壮介は脚立にのって、円盤の上側から中心方面に向けて手を伸ばす。
「相内さん、これ掃除どうやってするんですかね。埃がたまりそうですよ」
オブジェに反射してくぐもった声になった。
「何もしないんじゃないですか、百年くらい。壁画なんてそんなものでしょう?」
絵に夢中でこちらに見向きもしない。
「はたきくらいかけないのかな。ま、いいや。おれが掃除するわけじゃないから」
手に残ったタオルをバッグにしまう。バッグを背負いなおして脚立を降りた。脚立をもとあった場所に返す。出しっぱなしにしたら片付け好きの阿久津さんに祟られそうだ。
「その絵は、壁画に描くまえの練習の絵ですね」
「はい、習作だと思います」
「すると、同じ絵が描かれた壁画がどこかにあるんですかね」
「そうかもしれません。これから描くはずだったのかもしれないけど。ちょっと。見ないでください」
背中で絵をかばうようにして壮介から隠した。
「え、なんでですか。おれも阿久津さんの描いた絵見たいですよ」
「女性のヌードですよ。しかもここの学生の。見たいんですか」
「学生の?モデルを雇うものじゃないんですか。ヌード。うん、見たい。相内さんのはないんですか」
「ありません」
触れたら斬れそうな、鋭い視線だった。壮介はスンデのところでかわした。
「遠慮しておきます」
アトリエに入ってはじめにチェックすれば見られたのに。絵は壁にかけてあるものかと思っていたけど。壮介は気が小さく焦っていた自分を恨めしく、絵が見られないことをかなり残念に思った。これが呪いか。

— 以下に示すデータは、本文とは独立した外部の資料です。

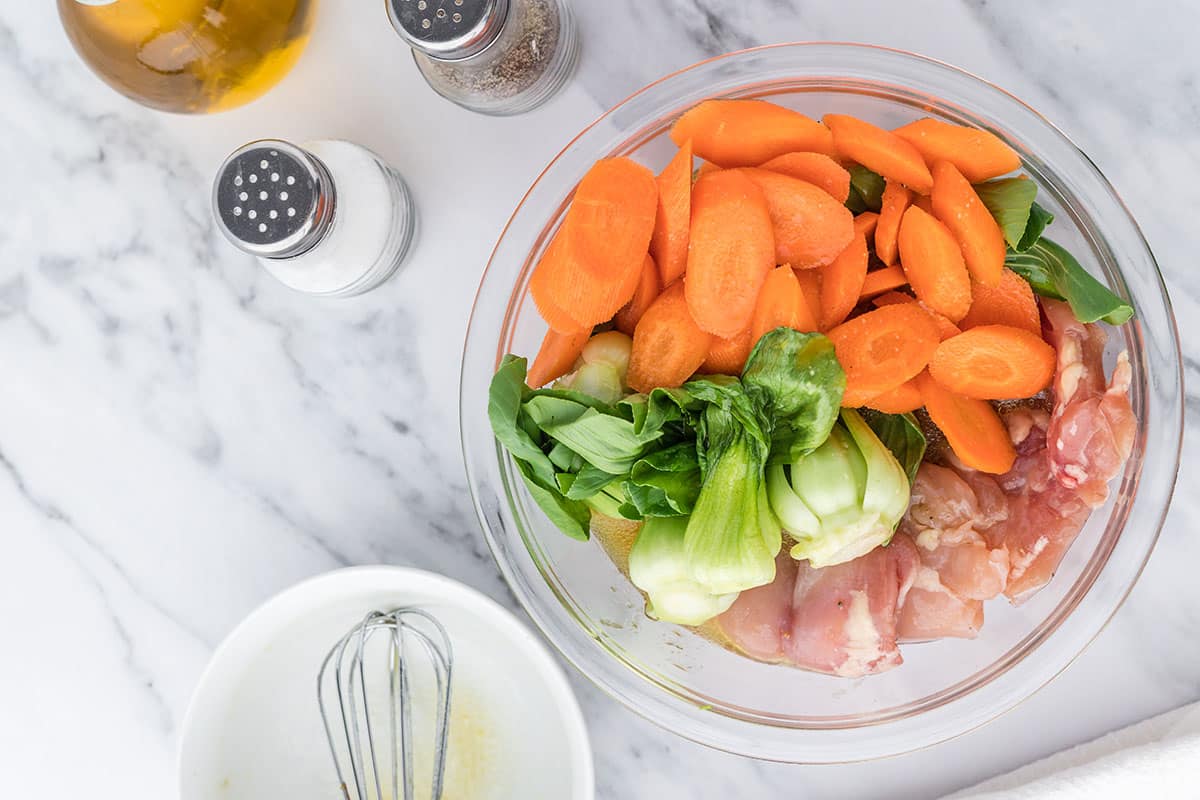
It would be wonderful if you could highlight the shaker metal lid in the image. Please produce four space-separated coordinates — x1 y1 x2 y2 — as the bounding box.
388 0 509 61
212 139 335 258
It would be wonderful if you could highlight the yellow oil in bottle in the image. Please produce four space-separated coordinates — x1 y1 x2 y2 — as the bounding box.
58 0 316 114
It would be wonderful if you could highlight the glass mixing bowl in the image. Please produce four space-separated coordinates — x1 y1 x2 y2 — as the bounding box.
461 43 1183 763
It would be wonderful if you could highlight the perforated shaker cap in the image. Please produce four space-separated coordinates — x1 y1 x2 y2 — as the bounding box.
212 139 335 258
386 0 509 61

「作品を制作中だったかもしれないのか。大学院生も課題があるんでしょう?」
「課題というか、修了のためにポートフォリオを提出して審査をうけるみたいです」
「ポートフォリオってなんです?」
「いままでに作った作品のアルバムです」
「なるほど。この巨大なオブジェを提出しますと言って教務に提出したら、ひどいことになりますからね」
身振りを見て、相内さんは笑った。
壮介の仕事は終った。アトリエ内を眺めわたす。警察が捜査したあとだからか、きれいさっぱり。目に付くものはなにもない。
「呪いの絵は見つからなかったですね、たぶん」
「そのへんの床にランチパックの袋が落ちてたんですけど」
「そう?気づかなかった。下を見てなかったな。蹴っ飛ばしてどっかやっちゃったかもしれません」
床の上をさっとチェックした。なにもない。
「警察が必要なものはもう押収してるはずだから、いいか。なかったことにしてください」
相内さんが、不安そうな顔をしている。
壮介は知らんぷりしておいた。次は警察に行ってみる。